Boeing CEO: No Downturn in Commercial Airplane Cycle

Boeing Co's (NYSE:BA) top executive reaffirmed on Wednesday the company's outlook for strong growth and cash flow over the next five years, dismissing concerns that the aviation business cycle is on the cusp of a downturn and predicting profitability will rise.

Chief Executive Officer Dennis Muilenburg, speaking at an investor conference, also said the company is "very confident" in its accounting for 787 costs.

They were his first public remarks after it was reported that the Securities and Exchange Commission was looking into the company's use of the program accounting method with the flagship 787 program, which has run up about $30 billion in deferred costs. He declined to confirm that the SEC is looking into Boeing's accounting.

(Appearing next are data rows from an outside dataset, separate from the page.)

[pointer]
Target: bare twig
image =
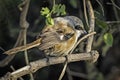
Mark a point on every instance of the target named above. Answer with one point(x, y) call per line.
point(65, 64)
point(14, 70)
point(85, 13)
point(34, 66)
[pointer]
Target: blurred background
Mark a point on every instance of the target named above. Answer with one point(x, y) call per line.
point(107, 16)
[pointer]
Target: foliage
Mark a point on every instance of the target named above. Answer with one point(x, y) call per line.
point(57, 9)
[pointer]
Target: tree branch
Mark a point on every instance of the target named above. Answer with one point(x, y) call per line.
point(34, 66)
point(91, 25)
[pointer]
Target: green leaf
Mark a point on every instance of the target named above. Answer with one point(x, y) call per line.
point(63, 10)
point(101, 24)
point(59, 10)
point(108, 39)
point(45, 11)
point(73, 3)
point(49, 21)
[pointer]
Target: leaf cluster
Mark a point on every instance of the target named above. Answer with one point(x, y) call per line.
point(57, 9)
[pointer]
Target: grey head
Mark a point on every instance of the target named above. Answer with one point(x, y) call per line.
point(73, 22)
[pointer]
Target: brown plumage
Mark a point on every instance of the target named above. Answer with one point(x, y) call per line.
point(58, 39)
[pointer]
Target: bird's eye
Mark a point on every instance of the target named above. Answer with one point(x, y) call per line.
point(78, 27)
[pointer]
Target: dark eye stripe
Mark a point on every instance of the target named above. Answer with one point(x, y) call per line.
point(78, 27)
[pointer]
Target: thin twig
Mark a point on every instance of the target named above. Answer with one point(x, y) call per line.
point(14, 70)
point(65, 65)
point(85, 13)
point(92, 24)
point(24, 24)
point(100, 6)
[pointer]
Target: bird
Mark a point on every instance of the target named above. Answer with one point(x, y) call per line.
point(57, 39)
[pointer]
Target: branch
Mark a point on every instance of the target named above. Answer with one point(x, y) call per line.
point(34, 66)
point(23, 25)
point(91, 25)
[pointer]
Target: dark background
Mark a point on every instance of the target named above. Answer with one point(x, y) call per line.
point(106, 68)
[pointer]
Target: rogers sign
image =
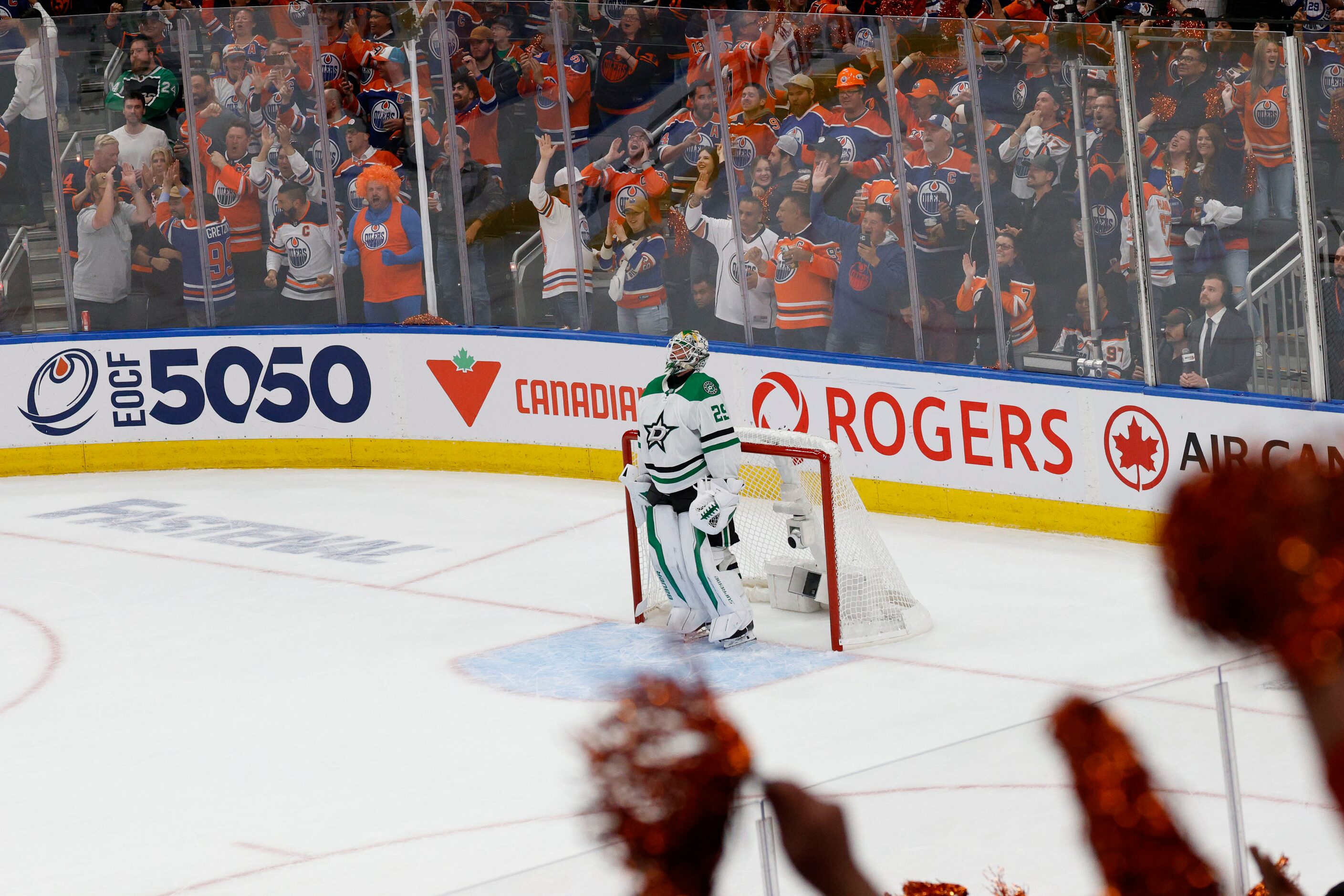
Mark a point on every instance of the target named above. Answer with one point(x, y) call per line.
point(941, 430)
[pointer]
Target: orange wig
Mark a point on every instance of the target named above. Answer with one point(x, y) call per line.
point(378, 175)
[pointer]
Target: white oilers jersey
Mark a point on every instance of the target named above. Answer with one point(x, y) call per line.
point(728, 291)
point(686, 434)
point(305, 249)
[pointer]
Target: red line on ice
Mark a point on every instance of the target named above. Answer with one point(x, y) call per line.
point(54, 656)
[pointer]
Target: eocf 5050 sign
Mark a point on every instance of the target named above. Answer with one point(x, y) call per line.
point(185, 389)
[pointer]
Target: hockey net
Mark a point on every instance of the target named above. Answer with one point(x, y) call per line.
point(795, 487)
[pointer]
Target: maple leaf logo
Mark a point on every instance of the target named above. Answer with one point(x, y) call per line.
point(1135, 449)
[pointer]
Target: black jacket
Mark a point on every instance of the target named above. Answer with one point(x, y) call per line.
point(1230, 359)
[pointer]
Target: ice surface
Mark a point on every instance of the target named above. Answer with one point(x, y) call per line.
point(350, 683)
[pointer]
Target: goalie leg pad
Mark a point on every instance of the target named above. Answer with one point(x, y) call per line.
point(718, 579)
point(666, 531)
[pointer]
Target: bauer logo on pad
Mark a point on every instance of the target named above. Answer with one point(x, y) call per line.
point(467, 382)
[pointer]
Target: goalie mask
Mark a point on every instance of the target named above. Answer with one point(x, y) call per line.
point(687, 353)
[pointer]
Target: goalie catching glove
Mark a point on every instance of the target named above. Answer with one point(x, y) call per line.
point(714, 504)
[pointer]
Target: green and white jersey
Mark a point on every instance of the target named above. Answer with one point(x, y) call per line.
point(686, 434)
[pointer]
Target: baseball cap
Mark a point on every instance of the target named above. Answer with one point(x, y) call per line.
point(925, 88)
point(828, 146)
point(566, 175)
point(938, 121)
point(850, 78)
point(1045, 163)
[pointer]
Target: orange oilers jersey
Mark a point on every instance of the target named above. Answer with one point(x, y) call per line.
point(804, 293)
point(628, 185)
point(1018, 304)
point(1265, 121)
point(750, 142)
point(386, 282)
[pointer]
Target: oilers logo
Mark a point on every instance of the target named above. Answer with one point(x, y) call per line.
point(691, 154)
point(1105, 221)
point(1267, 113)
point(374, 237)
point(326, 154)
point(932, 194)
point(628, 195)
point(848, 152)
point(384, 113)
point(744, 152)
point(1333, 78)
point(226, 198)
point(549, 86)
point(331, 68)
point(300, 253)
point(60, 391)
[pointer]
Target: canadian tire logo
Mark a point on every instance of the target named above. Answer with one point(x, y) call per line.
point(60, 391)
point(1136, 448)
point(467, 382)
point(779, 397)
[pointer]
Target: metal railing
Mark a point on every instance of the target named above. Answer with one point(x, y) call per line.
point(1276, 308)
point(14, 260)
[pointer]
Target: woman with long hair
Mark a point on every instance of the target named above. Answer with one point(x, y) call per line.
point(1261, 103)
point(1168, 174)
point(635, 251)
point(1214, 190)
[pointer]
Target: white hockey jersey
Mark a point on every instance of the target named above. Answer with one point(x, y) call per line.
point(558, 274)
point(304, 246)
point(686, 434)
point(1157, 231)
point(728, 293)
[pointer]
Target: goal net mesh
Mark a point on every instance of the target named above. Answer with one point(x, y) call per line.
point(780, 493)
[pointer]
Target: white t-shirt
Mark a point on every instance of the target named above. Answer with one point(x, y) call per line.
point(134, 149)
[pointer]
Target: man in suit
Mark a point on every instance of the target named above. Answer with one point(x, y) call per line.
point(1225, 347)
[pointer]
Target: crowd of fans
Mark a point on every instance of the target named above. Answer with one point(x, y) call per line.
point(805, 180)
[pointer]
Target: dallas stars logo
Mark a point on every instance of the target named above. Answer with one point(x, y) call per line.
point(657, 433)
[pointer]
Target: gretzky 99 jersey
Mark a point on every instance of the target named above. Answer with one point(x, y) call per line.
point(686, 433)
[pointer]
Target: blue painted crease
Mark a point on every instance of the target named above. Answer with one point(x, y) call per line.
point(596, 663)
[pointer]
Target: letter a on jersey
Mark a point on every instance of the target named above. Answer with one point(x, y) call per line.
point(467, 382)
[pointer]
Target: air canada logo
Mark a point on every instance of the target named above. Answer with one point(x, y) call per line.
point(1267, 113)
point(1136, 448)
point(60, 391)
point(779, 405)
point(467, 382)
point(374, 237)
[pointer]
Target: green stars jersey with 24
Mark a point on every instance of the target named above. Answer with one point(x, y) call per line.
point(686, 433)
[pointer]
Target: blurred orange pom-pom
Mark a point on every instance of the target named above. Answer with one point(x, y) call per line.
point(1164, 108)
point(921, 888)
point(1257, 552)
point(667, 768)
point(427, 320)
point(1137, 847)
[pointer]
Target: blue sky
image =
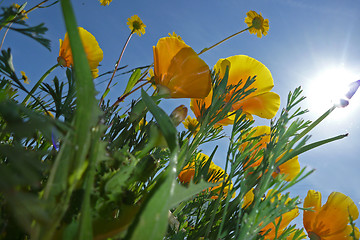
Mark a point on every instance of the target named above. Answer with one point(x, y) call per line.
point(306, 41)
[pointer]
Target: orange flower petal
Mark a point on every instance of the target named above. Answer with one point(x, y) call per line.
point(241, 68)
point(334, 214)
point(312, 200)
point(344, 235)
point(178, 68)
point(285, 221)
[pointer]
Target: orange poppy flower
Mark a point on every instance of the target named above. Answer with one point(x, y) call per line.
point(261, 102)
point(178, 70)
point(330, 221)
point(93, 52)
point(286, 218)
point(216, 175)
point(290, 168)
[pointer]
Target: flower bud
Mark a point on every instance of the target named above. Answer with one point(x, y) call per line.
point(178, 115)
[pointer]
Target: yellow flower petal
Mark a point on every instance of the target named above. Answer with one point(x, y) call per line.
point(344, 235)
point(248, 198)
point(260, 102)
point(178, 68)
point(331, 220)
point(136, 25)
point(93, 51)
point(258, 24)
point(313, 201)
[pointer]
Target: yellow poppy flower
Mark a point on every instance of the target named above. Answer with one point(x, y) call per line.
point(261, 102)
point(290, 168)
point(22, 13)
point(179, 71)
point(286, 218)
point(330, 221)
point(216, 175)
point(105, 2)
point(136, 25)
point(192, 125)
point(178, 114)
point(93, 51)
point(292, 235)
point(258, 24)
point(24, 77)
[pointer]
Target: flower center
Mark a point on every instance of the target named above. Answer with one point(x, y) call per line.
point(314, 236)
point(136, 25)
point(257, 23)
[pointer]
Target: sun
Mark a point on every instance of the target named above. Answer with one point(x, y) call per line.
point(327, 88)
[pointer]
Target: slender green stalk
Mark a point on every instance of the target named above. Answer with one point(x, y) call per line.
point(225, 39)
point(314, 124)
point(116, 67)
point(38, 83)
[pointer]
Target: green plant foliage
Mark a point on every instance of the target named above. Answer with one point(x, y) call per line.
point(114, 171)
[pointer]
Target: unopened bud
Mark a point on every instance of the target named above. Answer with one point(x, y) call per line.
point(178, 115)
point(353, 87)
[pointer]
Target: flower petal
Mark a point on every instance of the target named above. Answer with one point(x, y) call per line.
point(344, 235)
point(242, 67)
point(179, 68)
point(334, 215)
point(312, 200)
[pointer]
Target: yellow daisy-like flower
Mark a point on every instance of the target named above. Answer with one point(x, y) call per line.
point(178, 70)
point(330, 221)
point(93, 51)
point(24, 77)
point(192, 125)
point(216, 174)
point(261, 102)
point(290, 168)
point(105, 2)
point(258, 25)
point(136, 25)
point(175, 35)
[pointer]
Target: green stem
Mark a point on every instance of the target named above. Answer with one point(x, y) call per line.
point(116, 67)
point(38, 83)
point(225, 39)
point(314, 124)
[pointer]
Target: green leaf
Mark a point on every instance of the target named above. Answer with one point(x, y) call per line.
point(133, 80)
point(152, 222)
point(182, 193)
point(165, 124)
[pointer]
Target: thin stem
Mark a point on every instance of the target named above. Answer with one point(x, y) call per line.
point(225, 39)
point(120, 99)
point(2, 41)
point(38, 83)
point(116, 67)
point(316, 122)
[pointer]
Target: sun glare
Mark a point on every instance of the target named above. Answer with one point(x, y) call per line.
point(327, 88)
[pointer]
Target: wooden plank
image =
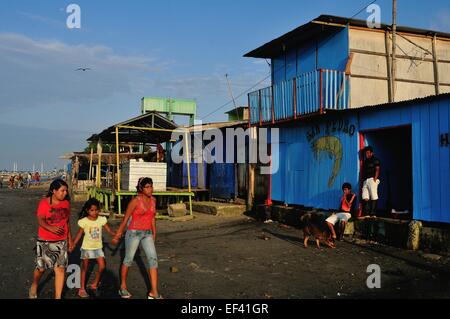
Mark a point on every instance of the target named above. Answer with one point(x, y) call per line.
point(435, 66)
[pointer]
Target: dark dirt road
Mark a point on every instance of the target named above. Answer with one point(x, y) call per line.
point(218, 257)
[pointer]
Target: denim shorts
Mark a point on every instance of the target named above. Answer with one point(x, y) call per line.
point(51, 254)
point(91, 253)
point(143, 238)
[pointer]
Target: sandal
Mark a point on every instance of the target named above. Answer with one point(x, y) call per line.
point(83, 294)
point(32, 294)
point(125, 294)
point(94, 290)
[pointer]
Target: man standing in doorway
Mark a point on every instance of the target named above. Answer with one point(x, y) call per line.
point(371, 174)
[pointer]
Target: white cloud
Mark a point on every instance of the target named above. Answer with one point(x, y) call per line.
point(42, 72)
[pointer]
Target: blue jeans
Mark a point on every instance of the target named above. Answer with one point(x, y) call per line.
point(145, 238)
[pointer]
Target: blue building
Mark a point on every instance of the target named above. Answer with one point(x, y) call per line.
point(315, 83)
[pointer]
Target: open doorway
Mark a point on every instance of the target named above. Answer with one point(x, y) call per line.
point(392, 146)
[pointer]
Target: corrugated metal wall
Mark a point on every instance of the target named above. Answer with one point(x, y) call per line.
point(315, 160)
point(330, 52)
point(306, 162)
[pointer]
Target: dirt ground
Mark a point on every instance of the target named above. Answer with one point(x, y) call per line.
point(218, 257)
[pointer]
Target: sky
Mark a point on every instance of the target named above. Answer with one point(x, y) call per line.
point(136, 48)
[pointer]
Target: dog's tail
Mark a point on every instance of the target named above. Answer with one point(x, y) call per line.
point(305, 219)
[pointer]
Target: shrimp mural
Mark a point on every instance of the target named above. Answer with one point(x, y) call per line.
point(331, 146)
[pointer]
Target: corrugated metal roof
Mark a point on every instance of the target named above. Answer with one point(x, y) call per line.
point(148, 120)
point(322, 26)
point(395, 104)
point(206, 126)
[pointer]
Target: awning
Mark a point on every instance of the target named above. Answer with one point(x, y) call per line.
point(132, 133)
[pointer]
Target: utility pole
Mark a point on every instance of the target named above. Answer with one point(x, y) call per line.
point(232, 96)
point(394, 47)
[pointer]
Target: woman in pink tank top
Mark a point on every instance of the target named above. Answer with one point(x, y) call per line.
point(140, 218)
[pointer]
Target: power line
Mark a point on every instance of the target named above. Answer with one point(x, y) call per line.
point(222, 106)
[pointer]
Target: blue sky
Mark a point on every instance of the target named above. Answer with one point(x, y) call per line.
point(179, 49)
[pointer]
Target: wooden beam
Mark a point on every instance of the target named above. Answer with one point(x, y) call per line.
point(435, 67)
point(373, 77)
point(349, 63)
point(388, 63)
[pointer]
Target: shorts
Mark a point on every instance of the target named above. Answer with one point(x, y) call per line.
point(91, 253)
point(51, 254)
point(143, 238)
point(370, 189)
point(333, 219)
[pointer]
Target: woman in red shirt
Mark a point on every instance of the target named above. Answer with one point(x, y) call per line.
point(140, 218)
point(54, 239)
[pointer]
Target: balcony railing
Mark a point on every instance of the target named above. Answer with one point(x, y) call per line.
point(308, 93)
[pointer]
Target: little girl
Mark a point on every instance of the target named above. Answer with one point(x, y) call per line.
point(91, 225)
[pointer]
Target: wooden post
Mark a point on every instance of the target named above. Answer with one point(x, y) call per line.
point(436, 66)
point(188, 164)
point(321, 90)
point(249, 112)
point(99, 164)
point(259, 107)
point(389, 67)
point(90, 163)
point(272, 101)
point(295, 97)
point(251, 176)
point(394, 48)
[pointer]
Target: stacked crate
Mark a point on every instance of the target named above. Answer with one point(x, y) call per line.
point(133, 170)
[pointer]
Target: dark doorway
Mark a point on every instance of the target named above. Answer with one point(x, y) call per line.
point(392, 146)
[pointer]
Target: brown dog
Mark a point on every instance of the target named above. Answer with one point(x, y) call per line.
point(314, 226)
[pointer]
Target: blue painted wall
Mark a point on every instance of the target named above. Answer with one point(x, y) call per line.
point(305, 170)
point(330, 52)
point(303, 178)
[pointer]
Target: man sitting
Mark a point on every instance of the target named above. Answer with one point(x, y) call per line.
point(346, 209)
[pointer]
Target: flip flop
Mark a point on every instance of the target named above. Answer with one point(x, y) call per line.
point(125, 294)
point(83, 294)
point(31, 294)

Muilenburg, who took over as CEO last July 1, is in the spotlight. The company's stock has fallen 22 percent this year amid concerns the commercial aviation cycle is heading into a downturn and questions about Boeing's strategy for its defense business, where sales are flagging.

Muilenburg said little about defense at the conference organized by Barclays. On commercial aircraft, he acknowledged some customers in Russia and Brazil had canceled or deferred jetliner orders, without giving details.

But he said passenger traffic will continue to rise faster than economic growth in China and other developing markets because those countries have too few aircraft, and incomes are rising.

Boeing's book of jetliner orders now amounts to seven years of production, and that unprecedented backlog gives the company confidence the commercial aviation cycle is different from those in the past, Muilenburg said.

The backlog is "fundamentally different than anything you have seen in history," he said.